Contributed by Gigimo
Description: Little Ones for Missouri. Thirty-Five Orphan Babes Imported From New York.Date: June 13 1895
Newspaper published in: Kansas City, MO
Thirty-five motherless little tots, none of them older than 5 years, turned the Union depot into a nursery for two hours this morning. They were orphans from the Foundling and Orphan asylum of New York city and were on their way to Carthage, Mo., where homes have been found for them.
When the little army of foundlings left New York city last Tuesday, in care of Agent Robert CURRAN and Matron W. C. STEWART, it was sixty-one strong--twenty nine girls and thirty-two boys. At Pilot Grove and Chillicothe, Mo., twenty-six of the children were turned over to charitably disposed people, who had agreed to care for them. The remainder were brought to this city over the Burlington railway and at 10:50 o'clock this morning left for their news homes in the southwest on a Missouri Pacific train.
The advent of the little strangers created a mild ripple of excitement in the Union depot and aroused the interest of every official and traveler. The children occupied four long benches and were soon surrounded by a large crowd of spectators. Fourteen of the waifs were girls and their average age was only 3 years. They were neatly attired and were an unusually pretty lot of children. They prattled and cooed in their childish way and were as happy as so many birds.
Although the children had been traveling since Tuesday, none of them was sick or peevish, but appeared to be so happy that everyone forgot in looking at them that they had been bereft of a mother's love and care. The attendants are kind but firm with the children and insist on implicit obedience. Condensed milk and fruit and other food are carried along in a large basket and the children are given their meals on the cars. They all looked strong and healthy.

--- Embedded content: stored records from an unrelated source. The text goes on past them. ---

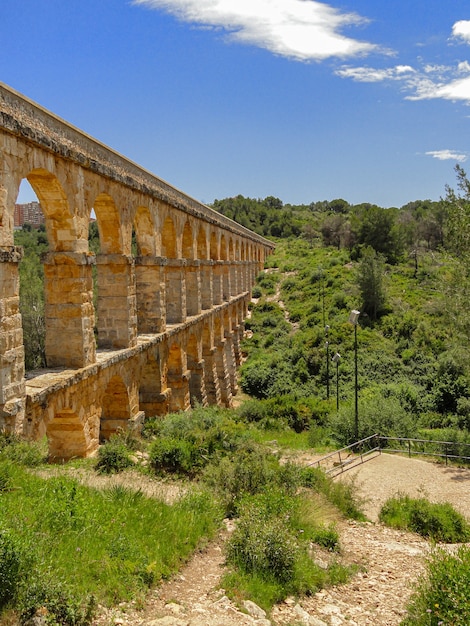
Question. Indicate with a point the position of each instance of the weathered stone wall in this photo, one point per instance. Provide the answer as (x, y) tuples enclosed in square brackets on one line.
[(169, 316)]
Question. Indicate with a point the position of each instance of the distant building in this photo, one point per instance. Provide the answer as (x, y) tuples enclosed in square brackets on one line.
[(29, 213)]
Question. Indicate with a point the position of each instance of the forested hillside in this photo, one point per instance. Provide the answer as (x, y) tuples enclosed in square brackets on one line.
[(406, 271)]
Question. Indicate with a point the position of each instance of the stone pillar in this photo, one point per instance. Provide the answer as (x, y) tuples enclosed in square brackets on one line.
[(12, 381), (69, 311), (234, 266), (217, 282), (179, 385), (241, 277), (211, 380), (226, 281), (151, 294), (197, 388), (117, 308), (175, 291), (231, 363), (237, 333), (223, 374), (207, 290), (193, 288)]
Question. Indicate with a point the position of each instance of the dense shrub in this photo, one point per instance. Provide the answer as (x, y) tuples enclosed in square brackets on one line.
[(248, 472), (263, 546), (57, 603), (172, 455), (443, 593), (113, 456), (436, 521)]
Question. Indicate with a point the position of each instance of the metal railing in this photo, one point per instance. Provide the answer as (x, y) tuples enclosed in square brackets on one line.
[(448, 450), (351, 456), (339, 461)]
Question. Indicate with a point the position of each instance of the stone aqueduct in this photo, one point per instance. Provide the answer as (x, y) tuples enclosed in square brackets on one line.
[(166, 331)]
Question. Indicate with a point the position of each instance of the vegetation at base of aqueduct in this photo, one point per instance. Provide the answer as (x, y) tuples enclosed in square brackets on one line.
[(407, 271)]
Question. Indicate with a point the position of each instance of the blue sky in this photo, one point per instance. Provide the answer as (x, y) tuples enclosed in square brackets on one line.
[(366, 100)]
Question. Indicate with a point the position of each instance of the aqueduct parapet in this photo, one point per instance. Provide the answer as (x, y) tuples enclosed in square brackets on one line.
[(174, 281)]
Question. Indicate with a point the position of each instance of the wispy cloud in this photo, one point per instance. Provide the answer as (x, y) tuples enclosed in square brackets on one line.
[(374, 75), (448, 155), (302, 30), (427, 81), (461, 30)]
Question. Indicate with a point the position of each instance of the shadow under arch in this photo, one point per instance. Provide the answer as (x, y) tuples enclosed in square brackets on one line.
[(66, 436), (109, 224), (60, 223), (116, 410)]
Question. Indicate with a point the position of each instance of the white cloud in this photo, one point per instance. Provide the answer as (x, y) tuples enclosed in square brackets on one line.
[(429, 82), (298, 29), (461, 30), (446, 155), (372, 75)]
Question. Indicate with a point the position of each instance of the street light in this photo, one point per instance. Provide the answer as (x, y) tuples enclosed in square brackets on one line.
[(353, 319), (336, 358), (327, 346)]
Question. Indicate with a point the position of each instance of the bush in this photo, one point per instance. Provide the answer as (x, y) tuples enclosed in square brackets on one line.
[(436, 521), (248, 472), (443, 593), (172, 455), (57, 603), (264, 547), (113, 457)]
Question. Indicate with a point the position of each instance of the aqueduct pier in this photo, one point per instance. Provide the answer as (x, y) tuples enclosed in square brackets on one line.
[(159, 328)]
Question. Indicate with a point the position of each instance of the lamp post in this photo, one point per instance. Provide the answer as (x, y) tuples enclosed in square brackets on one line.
[(327, 346), (336, 359), (353, 319)]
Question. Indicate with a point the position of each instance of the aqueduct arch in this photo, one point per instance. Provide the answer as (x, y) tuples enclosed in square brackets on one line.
[(169, 312)]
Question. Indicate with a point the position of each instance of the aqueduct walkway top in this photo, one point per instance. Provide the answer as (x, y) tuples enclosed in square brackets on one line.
[(158, 330)]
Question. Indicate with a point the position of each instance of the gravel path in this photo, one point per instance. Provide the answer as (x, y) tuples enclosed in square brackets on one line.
[(390, 562)]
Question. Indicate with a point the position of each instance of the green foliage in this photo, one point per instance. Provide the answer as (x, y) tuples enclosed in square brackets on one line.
[(437, 521), (248, 472), (270, 549), (342, 494), (57, 603), (10, 568), (31, 271), (378, 413), (371, 282), (63, 543), (25, 453), (113, 456), (172, 455), (185, 446), (443, 592)]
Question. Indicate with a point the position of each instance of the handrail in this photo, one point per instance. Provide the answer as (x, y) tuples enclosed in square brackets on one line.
[(351, 460), (336, 462), (447, 448)]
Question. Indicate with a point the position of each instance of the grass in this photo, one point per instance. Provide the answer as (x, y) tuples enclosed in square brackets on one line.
[(443, 593), (108, 545), (437, 521)]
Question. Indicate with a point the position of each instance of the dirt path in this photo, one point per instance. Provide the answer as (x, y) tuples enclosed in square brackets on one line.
[(390, 561)]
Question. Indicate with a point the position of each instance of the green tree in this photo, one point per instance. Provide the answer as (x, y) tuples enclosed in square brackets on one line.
[(378, 228), (371, 282)]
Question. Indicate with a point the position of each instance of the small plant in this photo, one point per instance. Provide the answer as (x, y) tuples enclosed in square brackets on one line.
[(172, 455), (56, 603), (443, 593), (436, 521), (113, 457)]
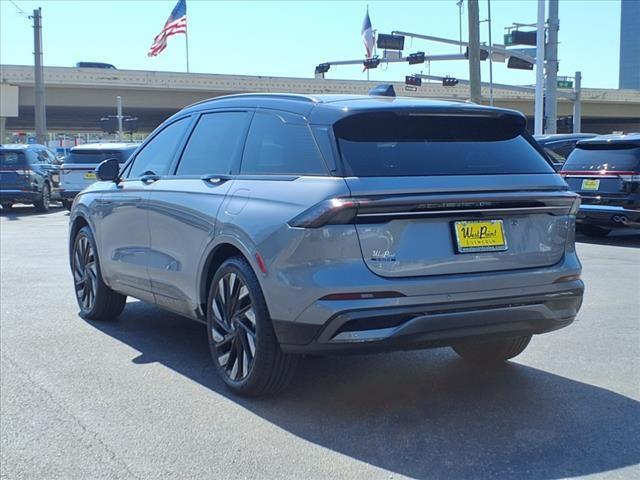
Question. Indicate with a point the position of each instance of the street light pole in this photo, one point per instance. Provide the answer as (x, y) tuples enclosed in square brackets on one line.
[(539, 99), (40, 113), (474, 51), (551, 106)]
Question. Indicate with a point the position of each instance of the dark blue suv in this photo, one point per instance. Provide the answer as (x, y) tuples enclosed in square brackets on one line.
[(28, 174)]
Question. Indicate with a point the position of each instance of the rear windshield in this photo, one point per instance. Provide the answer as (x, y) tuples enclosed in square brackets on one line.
[(97, 156), (9, 159), (393, 144), (621, 158)]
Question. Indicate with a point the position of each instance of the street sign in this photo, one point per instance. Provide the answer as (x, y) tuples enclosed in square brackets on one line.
[(518, 37)]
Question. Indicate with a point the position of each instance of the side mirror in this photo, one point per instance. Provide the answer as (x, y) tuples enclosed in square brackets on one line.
[(108, 170)]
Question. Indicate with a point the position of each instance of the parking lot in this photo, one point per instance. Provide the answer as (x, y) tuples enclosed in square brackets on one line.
[(139, 398)]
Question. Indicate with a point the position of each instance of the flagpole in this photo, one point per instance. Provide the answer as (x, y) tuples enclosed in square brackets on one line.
[(186, 43)]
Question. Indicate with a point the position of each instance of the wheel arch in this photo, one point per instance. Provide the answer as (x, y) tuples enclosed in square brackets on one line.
[(221, 251)]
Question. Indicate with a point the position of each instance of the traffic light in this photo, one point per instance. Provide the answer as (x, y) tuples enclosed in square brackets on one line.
[(518, 37), (449, 81), (371, 62), (130, 124), (413, 80), (484, 54), (416, 58), (390, 42), (109, 124), (323, 68), (519, 64)]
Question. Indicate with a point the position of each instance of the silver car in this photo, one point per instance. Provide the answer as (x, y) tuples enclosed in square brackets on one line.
[(295, 224)]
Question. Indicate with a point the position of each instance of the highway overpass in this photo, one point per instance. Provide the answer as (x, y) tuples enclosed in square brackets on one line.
[(77, 98)]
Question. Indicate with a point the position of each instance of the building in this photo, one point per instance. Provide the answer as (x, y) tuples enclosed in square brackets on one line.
[(630, 44)]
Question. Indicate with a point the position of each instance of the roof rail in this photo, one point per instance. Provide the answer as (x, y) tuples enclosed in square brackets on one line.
[(282, 96)]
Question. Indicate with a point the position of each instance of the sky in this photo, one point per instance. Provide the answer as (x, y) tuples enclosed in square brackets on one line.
[(289, 38)]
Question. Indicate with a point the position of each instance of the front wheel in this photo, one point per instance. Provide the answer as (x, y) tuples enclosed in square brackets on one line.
[(492, 351), (243, 344), (96, 300)]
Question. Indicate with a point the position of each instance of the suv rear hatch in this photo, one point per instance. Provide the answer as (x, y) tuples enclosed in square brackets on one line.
[(604, 171), (442, 194), (14, 170)]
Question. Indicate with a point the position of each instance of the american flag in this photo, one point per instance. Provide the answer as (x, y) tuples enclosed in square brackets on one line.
[(368, 37), (175, 24)]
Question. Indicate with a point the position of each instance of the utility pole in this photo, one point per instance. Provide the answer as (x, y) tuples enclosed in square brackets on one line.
[(40, 113), (539, 98), (474, 51), (119, 115), (551, 106), (577, 106)]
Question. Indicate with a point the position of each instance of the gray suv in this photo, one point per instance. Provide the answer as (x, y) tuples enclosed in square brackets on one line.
[(312, 224)]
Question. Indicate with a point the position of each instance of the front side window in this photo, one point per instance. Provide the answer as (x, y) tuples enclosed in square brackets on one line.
[(275, 146), (156, 156), (216, 142)]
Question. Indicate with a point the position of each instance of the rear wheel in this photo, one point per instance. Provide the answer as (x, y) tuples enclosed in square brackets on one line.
[(492, 351), (243, 344), (42, 204), (593, 230), (96, 300)]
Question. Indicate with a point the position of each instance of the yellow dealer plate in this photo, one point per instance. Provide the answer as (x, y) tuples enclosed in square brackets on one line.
[(480, 236), (590, 184)]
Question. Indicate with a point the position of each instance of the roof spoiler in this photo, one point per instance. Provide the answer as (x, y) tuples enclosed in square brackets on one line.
[(384, 90)]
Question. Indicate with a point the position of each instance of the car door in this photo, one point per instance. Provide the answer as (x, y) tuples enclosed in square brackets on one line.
[(123, 229), (183, 206)]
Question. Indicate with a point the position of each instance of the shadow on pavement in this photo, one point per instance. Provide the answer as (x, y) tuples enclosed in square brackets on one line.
[(421, 414), (617, 238), (18, 212)]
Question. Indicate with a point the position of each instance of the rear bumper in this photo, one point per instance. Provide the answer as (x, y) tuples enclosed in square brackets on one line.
[(435, 324), (18, 196), (611, 216)]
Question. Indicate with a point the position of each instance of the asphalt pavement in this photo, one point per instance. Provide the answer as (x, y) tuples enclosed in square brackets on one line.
[(139, 398)]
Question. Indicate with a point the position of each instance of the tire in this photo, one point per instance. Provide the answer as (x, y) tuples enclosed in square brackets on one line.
[(492, 351), (96, 300), (42, 205), (593, 230), (243, 345)]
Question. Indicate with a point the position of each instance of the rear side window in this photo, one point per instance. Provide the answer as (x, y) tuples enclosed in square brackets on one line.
[(9, 159), (156, 157), (415, 144), (97, 156), (621, 158), (275, 146), (215, 144)]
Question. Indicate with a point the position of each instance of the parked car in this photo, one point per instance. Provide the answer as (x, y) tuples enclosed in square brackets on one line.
[(559, 146), (605, 171), (294, 224), (78, 168), (29, 173)]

The New York Foundling and Orphan asylum is conducted by the Sisters of Charity and annually finds homes for about 400 children who are either orphans or foundlings. The homes for the children are always obtained in advance and as close together as possible. This last time Missouri was selected and homes for sixty-one children found. The highest recommendations are required from the people taking the children and an annual report is required as to the condition of each child. The children have full names and accurate records are kept so that any child can be traced and found when wanted. Most of them are placed on farms and are afforded an excellent chance to develop into respectable and useful men and women.